The Vatican has released no details of the agenda of the talks. But correspondents say that the Roman Catholic Church also sees the meeting as an event of exceptional importance and as a confirmation of the Pope's desire for dialogue with Islam. The Pope is expected to press Khatami to allow Iran's small Christian community more freedom as well as to criticize Iran's record on human rights.

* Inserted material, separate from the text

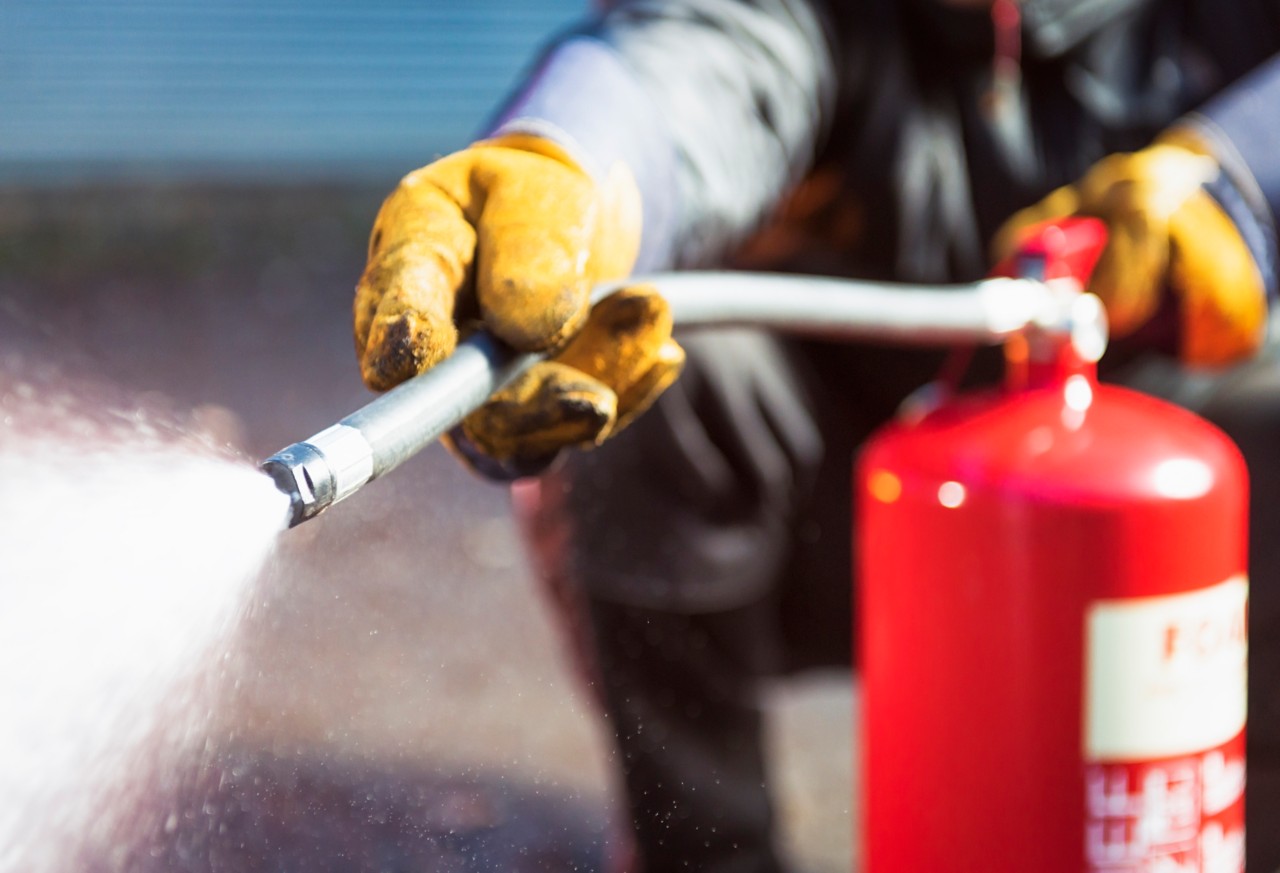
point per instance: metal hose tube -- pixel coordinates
(379, 437)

The U.S. is watching the Iranian leader's visit to Italy closely, but has not criticized it. U.S. State Department spokesman James Rubin said yesterday that the U.S. goal is to support Iran's reintegration into the international community, but Tehran must first change policies that, he said, support terrorism and seek to acquire nuclear weapons. Rubin also said Washington expects Italian government leaders to express these same concerns to Khatami. The U.S. broke diplomatic ties with Tehran after Iranian revolutionaries took U.S. diplomats hostage in 1979, and has never restored them.

Iranian opposition groups and their Italian supporters today are demonstrating in Rome against Khatami's visit. News reports say that at least 3,000 people protested his visit to the Italian parliament, accusing Khatami of being a front-man for an autocratic regime.

The Iranian President is scheduled to continue his drive to build closer ties to Western Europe with a state visit to France in early April.